Par Alain Sanders
Quelques lecteurs peut-être un peu distraits – car nous avons souvent parlé du conchieur du drapeau français – nous demandent de revenir sur la mascarade panthéonique de Jean Zay. Eh bien, (re)parlons-en.
Je le fais d’autant plus volontiers que j’ai sous les yeux le livret qui fut disposé sur les sièges des invités de la tribune présidentielle lors de ladite mascarade. Le texte consacré à Jean Zay commence ainsi : « La France de Jean Zay, cette patrie reconnaissante soixante et onze ans plus tard, ce n’est pas une France qui aurait toujours été là, ce n’est pas le fétiche (sic) essentialiste (resic) des nationalistes d’exclusion, c’est la patrie républicaine forgée depuis 1792, rentrée au port dans les années 1870. » Signé d’un certain Olivier Loubes.
Se glorifier d’une patrie républicaine forgée depuis 1792, c’est-à-dire sur les cadavres de centaines de milliers de victimes de la Terreur, faut oser…
Le scandale de la panthéonisation de Jean Zay est tel que même des militaires, généralement plus frileux, ont fait connaître – sans être entendus – leur réticence.
A cette occasion, on nous a vendu Zay comme « un patriote exemplaire ». Nonobstant son texte, Le Drapeau, où il dit notamment : « Terrible morceau de drap coulé à ta haine, je te hais férocement / Oui, je te hais dans l’âme. »
Dans le livret de propagande, tout à la dévotion de l’humaniste (comprenez : le franc-maçon), on balaie d’un trait de plume cette ignominie : « Son humanisme blessé par la boucherie de 1914, alla bien jusqu’à rouler à 19 ans Le Drapeau – dans un poème (sic) en forme de pastiche, mais sincère sur le fond – dans les boues de toutes les détestations de la guerre. » Pas de quoi s’effaroucher pour si peu, en effet…
Toutes les détestations de la guerre vraiment ? Alors qu’on nous explique pourquoi Jean Zay, pacifiste à tout crin, devient un farouche belliciste en 1939-1940 ! Membre du Grand-Orient de France (initié à la loge Etienne-Dolet en 1926), Jean Zay ne voit plus d’inconvénients – et tout au contraire – à ce que de jeunes hommes (dépeints comme « beaux, résolus, heureux » dans Le Drapeau) partent à l’abattoir (1).
Lui, la défaite s’annonçant, il s’embarque sur le Massalia, direction Casablanca, au Maroc. Débrouillez-vous, les gars, moi je me carapate… Le destin, le tragique destin, en décidera autrement. Sa mort – inutile, cruelle, injuste, inhumaine – n’en fait pas un « résistant » stricto sensu. A la différence des trois autres personnalités panthéonisées (dont deux dans des cercueils vides…).

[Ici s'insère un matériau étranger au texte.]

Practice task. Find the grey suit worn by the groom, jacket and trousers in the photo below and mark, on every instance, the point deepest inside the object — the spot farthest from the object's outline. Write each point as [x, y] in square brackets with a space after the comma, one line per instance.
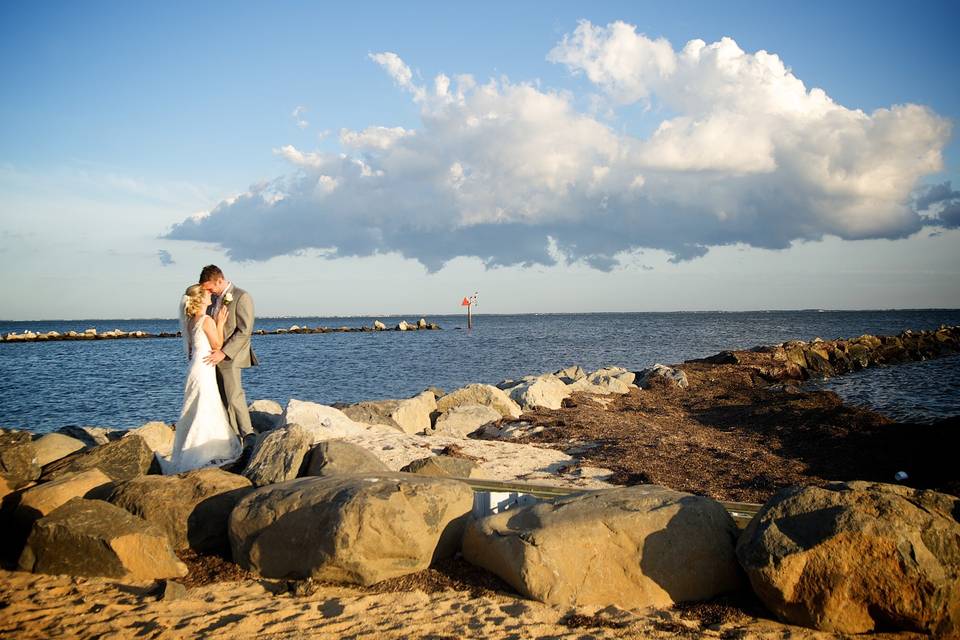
[240, 356]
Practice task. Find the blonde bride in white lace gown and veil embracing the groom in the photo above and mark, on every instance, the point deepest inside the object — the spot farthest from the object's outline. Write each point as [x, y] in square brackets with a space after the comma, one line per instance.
[203, 433]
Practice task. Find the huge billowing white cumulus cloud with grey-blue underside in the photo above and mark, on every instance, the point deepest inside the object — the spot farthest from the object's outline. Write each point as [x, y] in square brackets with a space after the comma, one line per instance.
[748, 155]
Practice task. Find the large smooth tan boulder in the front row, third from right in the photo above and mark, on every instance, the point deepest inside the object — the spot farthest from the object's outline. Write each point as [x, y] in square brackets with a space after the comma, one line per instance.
[355, 529]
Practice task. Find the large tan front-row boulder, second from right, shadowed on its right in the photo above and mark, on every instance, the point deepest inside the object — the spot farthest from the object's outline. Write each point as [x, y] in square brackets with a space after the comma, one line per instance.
[634, 547]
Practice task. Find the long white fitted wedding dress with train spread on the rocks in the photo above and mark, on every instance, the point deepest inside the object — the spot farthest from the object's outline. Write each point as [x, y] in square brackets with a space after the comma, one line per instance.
[203, 437]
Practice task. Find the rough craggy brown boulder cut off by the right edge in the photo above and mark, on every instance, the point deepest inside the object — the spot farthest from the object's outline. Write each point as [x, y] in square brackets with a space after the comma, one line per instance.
[854, 557]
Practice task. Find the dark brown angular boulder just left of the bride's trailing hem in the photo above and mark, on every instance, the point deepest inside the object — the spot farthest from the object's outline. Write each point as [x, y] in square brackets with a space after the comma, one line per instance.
[122, 459]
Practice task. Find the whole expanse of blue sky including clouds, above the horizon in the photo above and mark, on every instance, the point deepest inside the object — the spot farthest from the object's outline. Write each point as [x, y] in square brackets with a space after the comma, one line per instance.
[120, 121]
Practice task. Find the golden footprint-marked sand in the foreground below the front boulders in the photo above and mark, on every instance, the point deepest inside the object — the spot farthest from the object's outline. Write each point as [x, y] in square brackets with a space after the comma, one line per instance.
[36, 606]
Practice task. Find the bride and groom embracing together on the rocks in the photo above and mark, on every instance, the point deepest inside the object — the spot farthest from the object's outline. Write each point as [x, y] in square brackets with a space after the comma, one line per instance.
[216, 322]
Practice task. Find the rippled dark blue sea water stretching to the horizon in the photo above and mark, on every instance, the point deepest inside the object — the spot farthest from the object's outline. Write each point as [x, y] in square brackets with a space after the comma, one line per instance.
[124, 383]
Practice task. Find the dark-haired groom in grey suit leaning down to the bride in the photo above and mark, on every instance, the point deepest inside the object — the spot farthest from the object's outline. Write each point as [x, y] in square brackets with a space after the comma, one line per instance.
[236, 353]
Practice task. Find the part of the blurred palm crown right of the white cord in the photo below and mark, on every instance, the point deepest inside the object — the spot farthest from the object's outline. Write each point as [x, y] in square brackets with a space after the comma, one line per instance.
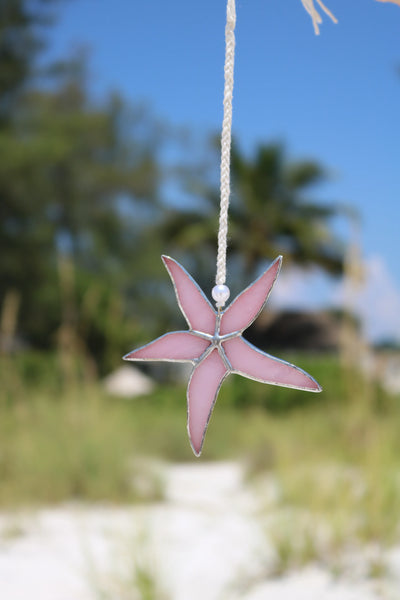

« Peu d’hommes politiques, écrit encore le thuriféraire Loubes, auront autant fait corps avec la République : avec la patrie républicaine résistante et haïe d’une part, avec la démocratie républicaine refondée et défendue d’autre part. Alors célébrer Jean Zay comme un grand homme, c’est avant tout célébrer un homme-République. » Signalons que cet Olivier Loubes enseigne l’histoire en classes préparatoires à Toulouse. Amis de l’objectivité historique, bonsoir…
Nous n’avons aucun goût pour ce Panthéon qui squatte une église arrachée au culte catholique par les inspirateurs de Jean Zay, comme les islamistes ottomans faisant de Sainte-Sophie une mosquée. Il ne faudrait pas, en plus, pousser le bouchon trop loin.
(1) Le 6 août 1936, à la Chambre, Jean Zay fustigeait les « instituteurs pacifistes », les accusant d’« antipatriotisme ».